Why does company A want the model to get fixed for companies B-ZZZ?
Because they want the fixes that B-ZZZ learned about and they may not be able to avoid letting the model know that it made an error, unless they suddenly go silent to the model about what happened.
New job under AI. Go work for company A, but use it to write programs that use Company B's stack, but make sure to overcomplicate everything and "correct" the LLM into doing the wrong thing. Make sure Company B gets the results of your "improvements".
why would we let a competitor have the same advantages?

and getting an improvement to some random unrelated 3rd party give us...?

maybe -- and it's a big maybe -- their improvements could help us to. but that's not a given.

They learn between model iterations. You're right, it isn't the same thing as Junior developers' competence improving with experience - the current model's weaknesses are locked in. But it does mean that much of the Junior level thinking and mistakes will be outgrown by successor models.
But they don't retain anything from your on-the-job training. The next model iteration is yet another junior fresh out of college, and knows nothing about the painful training procedures its predecessor put you through.
Yes... but the next session with the same model is yet another junior fresh out of college that knows nothing about the painful lessons the last session put you through ten minutes ago, either.
Skill issue?

Nothing prevents an LLM agent from writing a bunch of "notes to self" and using that. And the next model from picking those notes up and using them. Coding agents already do some of that natively.

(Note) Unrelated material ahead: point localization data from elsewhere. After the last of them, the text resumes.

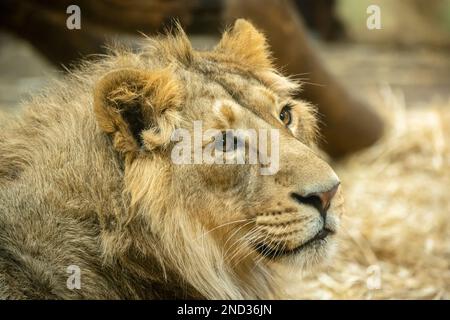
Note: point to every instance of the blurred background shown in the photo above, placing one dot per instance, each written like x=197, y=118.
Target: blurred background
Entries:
x=396, y=233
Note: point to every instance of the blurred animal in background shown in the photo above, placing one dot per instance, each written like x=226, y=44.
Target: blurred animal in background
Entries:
x=347, y=124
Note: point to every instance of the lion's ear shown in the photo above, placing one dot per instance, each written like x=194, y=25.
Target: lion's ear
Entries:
x=139, y=109
x=246, y=44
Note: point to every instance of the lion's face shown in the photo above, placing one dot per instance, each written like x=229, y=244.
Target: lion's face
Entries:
x=288, y=213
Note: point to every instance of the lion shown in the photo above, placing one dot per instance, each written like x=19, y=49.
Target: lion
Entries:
x=93, y=207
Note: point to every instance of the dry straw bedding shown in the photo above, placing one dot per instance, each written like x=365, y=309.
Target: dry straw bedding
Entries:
x=395, y=236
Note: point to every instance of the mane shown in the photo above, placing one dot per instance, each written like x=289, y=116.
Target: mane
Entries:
x=59, y=124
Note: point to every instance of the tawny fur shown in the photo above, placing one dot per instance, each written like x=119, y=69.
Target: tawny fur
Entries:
x=86, y=178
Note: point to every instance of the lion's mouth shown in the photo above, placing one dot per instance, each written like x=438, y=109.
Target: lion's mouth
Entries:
x=273, y=253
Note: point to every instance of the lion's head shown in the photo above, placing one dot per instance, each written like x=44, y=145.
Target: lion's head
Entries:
x=220, y=227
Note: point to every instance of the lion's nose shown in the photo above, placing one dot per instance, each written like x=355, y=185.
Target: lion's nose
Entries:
x=320, y=199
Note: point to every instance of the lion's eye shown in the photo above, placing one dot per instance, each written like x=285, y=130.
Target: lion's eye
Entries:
x=285, y=115
x=227, y=142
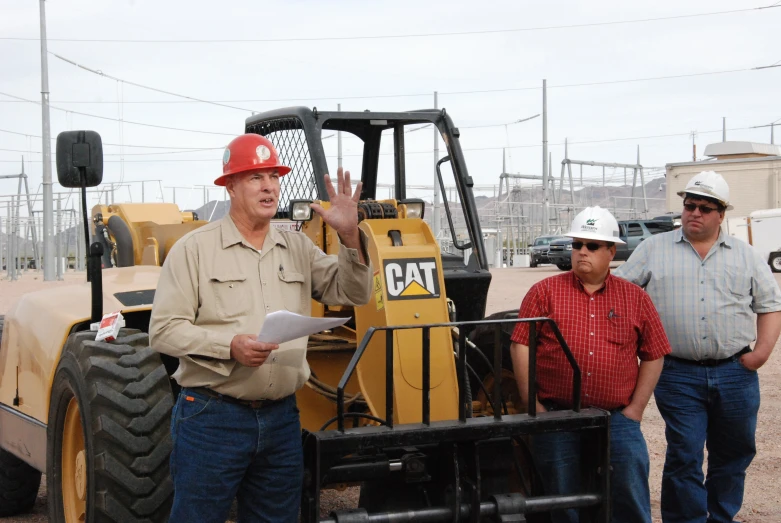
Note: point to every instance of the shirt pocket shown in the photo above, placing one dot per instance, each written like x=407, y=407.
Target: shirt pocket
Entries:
x=738, y=283
x=231, y=295
x=619, y=332
x=292, y=286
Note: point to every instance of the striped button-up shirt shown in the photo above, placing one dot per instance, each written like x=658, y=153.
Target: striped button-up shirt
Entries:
x=707, y=305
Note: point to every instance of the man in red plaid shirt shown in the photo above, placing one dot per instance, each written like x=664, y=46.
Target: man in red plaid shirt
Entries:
x=608, y=324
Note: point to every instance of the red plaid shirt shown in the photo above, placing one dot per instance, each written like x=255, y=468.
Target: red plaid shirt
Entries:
x=607, y=332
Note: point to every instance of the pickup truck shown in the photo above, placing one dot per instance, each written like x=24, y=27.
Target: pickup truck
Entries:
x=630, y=231
x=539, y=251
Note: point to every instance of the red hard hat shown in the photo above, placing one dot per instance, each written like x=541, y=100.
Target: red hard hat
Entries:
x=249, y=152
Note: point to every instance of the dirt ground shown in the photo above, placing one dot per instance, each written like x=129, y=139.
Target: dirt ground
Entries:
x=761, y=503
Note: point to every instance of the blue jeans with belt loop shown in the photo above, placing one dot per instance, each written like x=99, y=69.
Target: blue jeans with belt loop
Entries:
x=223, y=451
x=714, y=407
x=558, y=455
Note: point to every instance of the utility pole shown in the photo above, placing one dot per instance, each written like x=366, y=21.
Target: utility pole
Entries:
x=48, y=222
x=437, y=224
x=339, y=142
x=545, y=203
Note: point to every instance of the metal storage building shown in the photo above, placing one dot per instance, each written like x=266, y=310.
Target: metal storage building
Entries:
x=752, y=170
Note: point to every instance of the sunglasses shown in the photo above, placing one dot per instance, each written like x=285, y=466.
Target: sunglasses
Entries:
x=576, y=246
x=704, y=209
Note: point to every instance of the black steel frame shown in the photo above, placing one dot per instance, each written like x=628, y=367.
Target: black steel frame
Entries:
x=331, y=456
x=368, y=126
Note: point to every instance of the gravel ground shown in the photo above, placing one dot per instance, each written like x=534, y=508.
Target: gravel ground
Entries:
x=761, y=504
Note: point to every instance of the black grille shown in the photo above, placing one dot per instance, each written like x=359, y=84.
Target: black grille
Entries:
x=287, y=135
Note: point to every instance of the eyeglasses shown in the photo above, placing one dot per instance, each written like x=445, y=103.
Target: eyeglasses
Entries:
x=590, y=246
x=704, y=209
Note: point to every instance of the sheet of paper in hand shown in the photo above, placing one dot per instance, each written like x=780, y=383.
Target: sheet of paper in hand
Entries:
x=282, y=326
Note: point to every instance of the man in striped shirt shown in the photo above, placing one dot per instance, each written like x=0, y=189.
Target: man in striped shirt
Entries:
x=707, y=287
x=608, y=324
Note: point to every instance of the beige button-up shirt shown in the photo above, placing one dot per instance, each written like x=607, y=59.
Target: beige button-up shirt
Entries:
x=215, y=285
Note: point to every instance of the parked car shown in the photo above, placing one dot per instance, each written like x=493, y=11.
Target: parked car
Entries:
x=539, y=250
x=674, y=217
x=630, y=231
x=560, y=253
x=635, y=231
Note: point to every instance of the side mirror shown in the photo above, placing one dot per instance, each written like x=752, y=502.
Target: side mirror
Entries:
x=300, y=211
x=79, y=153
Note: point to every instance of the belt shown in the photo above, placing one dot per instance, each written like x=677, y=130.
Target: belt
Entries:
x=711, y=362
x=253, y=404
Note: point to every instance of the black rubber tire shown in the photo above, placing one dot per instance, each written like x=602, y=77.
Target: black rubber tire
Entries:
x=19, y=481
x=775, y=262
x=125, y=401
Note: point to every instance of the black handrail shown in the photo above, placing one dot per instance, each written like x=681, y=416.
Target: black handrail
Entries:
x=426, y=345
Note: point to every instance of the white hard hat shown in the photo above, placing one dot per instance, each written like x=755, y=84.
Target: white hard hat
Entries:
x=595, y=223
x=709, y=184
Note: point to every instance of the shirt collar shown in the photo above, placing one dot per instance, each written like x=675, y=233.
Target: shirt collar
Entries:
x=723, y=239
x=579, y=284
x=232, y=236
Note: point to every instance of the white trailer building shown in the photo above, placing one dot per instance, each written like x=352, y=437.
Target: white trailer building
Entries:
x=752, y=170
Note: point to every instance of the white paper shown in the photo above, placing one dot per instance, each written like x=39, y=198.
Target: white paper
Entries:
x=282, y=326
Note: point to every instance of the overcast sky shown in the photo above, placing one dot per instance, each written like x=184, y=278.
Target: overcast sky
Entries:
x=390, y=74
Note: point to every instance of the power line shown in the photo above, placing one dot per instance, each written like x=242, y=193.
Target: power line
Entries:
x=101, y=73
x=412, y=95
x=493, y=148
x=398, y=36
x=118, y=120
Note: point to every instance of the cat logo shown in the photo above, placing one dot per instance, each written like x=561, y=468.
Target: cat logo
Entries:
x=412, y=279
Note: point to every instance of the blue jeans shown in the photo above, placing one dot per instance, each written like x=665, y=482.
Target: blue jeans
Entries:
x=558, y=455
x=714, y=407
x=223, y=451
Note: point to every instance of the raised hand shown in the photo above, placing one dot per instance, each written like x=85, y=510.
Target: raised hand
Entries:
x=342, y=215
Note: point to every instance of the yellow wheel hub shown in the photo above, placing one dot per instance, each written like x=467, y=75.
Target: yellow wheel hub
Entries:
x=74, y=466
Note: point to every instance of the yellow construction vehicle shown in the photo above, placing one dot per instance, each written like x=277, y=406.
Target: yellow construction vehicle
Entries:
x=401, y=398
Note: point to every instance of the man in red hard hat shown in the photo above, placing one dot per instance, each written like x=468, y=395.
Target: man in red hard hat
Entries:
x=235, y=425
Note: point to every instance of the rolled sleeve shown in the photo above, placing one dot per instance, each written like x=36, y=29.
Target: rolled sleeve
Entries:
x=764, y=288
x=653, y=340
x=341, y=280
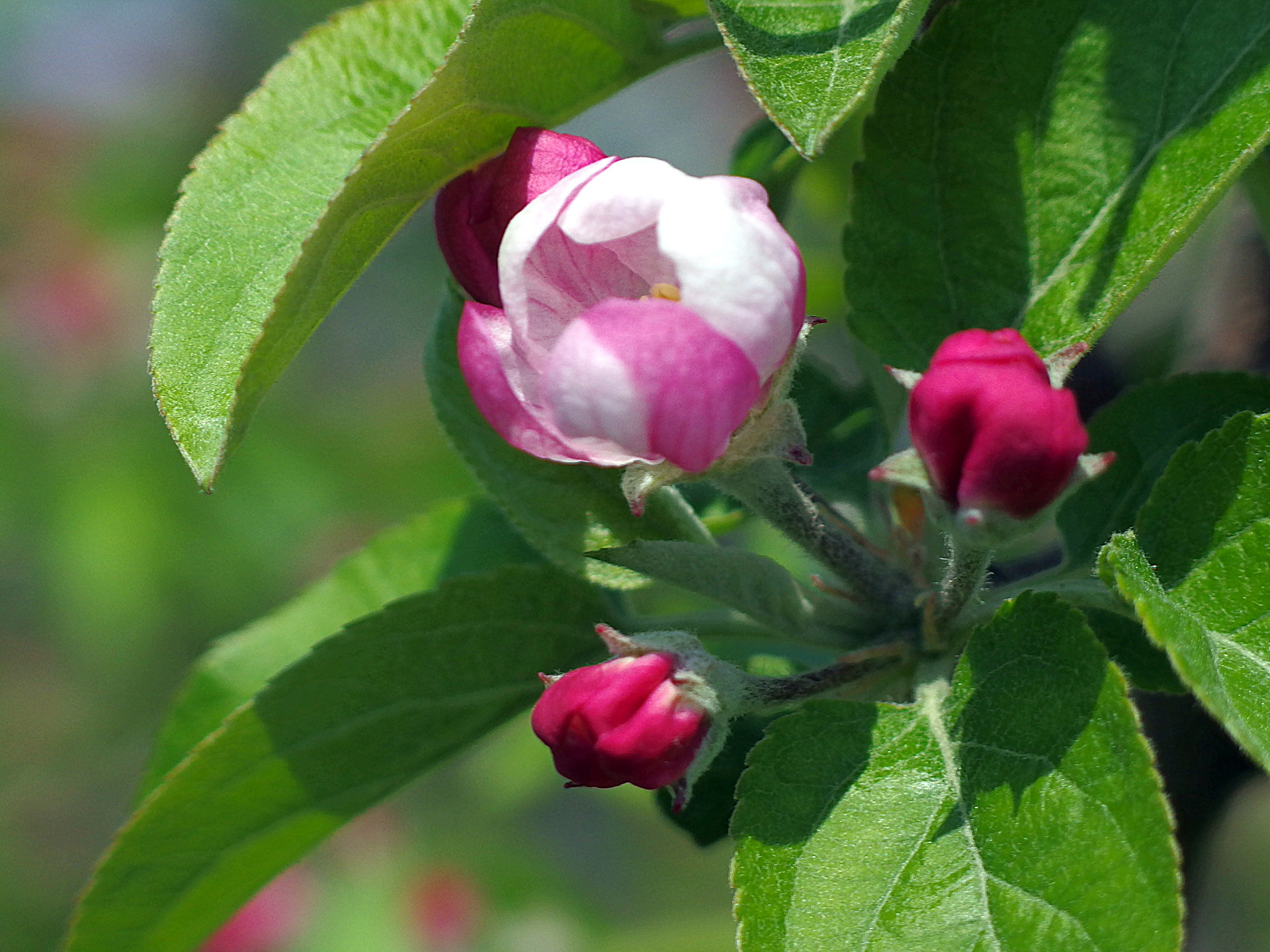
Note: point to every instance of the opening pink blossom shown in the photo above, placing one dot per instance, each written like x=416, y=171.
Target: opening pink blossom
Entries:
x=643, y=313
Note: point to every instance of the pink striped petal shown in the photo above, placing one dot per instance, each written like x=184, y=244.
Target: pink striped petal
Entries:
x=654, y=379
x=495, y=377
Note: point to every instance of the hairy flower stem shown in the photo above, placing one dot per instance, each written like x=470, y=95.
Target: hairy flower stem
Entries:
x=769, y=489
x=853, y=669
x=968, y=565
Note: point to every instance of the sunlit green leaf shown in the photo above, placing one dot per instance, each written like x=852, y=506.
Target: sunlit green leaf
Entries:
x=399, y=561
x=814, y=63
x=1000, y=814
x=362, y=714
x=1144, y=427
x=1197, y=568
x=345, y=139
x=1034, y=165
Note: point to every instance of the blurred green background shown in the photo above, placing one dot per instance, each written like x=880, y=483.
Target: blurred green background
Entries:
x=116, y=571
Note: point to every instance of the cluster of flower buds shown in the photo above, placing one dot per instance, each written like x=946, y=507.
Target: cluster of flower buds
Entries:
x=622, y=311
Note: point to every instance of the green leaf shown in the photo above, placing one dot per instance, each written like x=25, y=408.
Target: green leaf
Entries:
x=1143, y=663
x=364, y=120
x=706, y=815
x=1144, y=427
x=562, y=509
x=362, y=714
x=1197, y=568
x=997, y=815
x=1034, y=165
x=846, y=434
x=399, y=561
x=749, y=583
x=813, y=65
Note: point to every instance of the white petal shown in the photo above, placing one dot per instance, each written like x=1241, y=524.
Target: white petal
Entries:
x=737, y=267
x=523, y=237
x=622, y=200
x=591, y=394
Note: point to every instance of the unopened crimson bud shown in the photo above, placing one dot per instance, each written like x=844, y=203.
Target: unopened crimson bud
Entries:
x=990, y=427
x=474, y=210
x=629, y=720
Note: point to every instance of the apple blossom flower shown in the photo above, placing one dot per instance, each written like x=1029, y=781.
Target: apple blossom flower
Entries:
x=624, y=721
x=990, y=427
x=644, y=314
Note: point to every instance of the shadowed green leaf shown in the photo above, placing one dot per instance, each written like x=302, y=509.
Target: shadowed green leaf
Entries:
x=813, y=63
x=399, y=561
x=362, y=714
x=364, y=120
x=1197, y=568
x=1034, y=165
x=1000, y=814
x=1144, y=427
x=562, y=509
x=1144, y=664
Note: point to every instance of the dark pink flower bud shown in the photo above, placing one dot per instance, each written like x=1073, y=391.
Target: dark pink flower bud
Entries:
x=473, y=211
x=622, y=721
x=992, y=430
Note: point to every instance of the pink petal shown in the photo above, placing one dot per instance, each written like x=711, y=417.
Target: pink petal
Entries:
x=491, y=366
x=653, y=377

Hell, we might eventually get an LLM to say "wow the old AI was an incompetent idiot" after reviewing all the notes and session logs. That's how we know we reached human parity!

The context window limit prevents it, for one.
Only if you are incapable of fitting both the task and task-relevant data into it. And 1M contexts are mainstream by now.

Context size is a capacity limit, not a showstopper.

Surely you just copy the prompt over and it immediately knows all the same on the job stuff that the previous model did.
The point is the current model also knows nothing about the “on the job stuff”.

It’s extremely difficult(impossible?) to include every bit of relevant domain knowledge into “the prompt”

> If a junior makes a mistake and it will not be caught in time they will automatically learn.

I think this sentiment applies well to junior software engineers (with mentorship). But imagine the much larger swaths of entry level employees in operations, support, or sales functions. When you have a 400 person team with 20% annual turnover (since people move in / out of entry level jobs frequently), the management + training + monitoring becomes a huge challenge.

I think the typical HN sentiment of "llms aren't deterministic" fails to take into account how non-deterministic giant groups of people are. Every group of 10 people typically needs a manager. And every 10 managers needs another manager. By comparison the engineering work on dialing in your LLM guardrails feels pretty worthwhile.

Ya my experience is that many people honestly don't produce output as good as AI. An educated (formally or informally), experienced person who is putting forward good effort is better than AI, but I do know people who honestly just produce results having AI do it for them.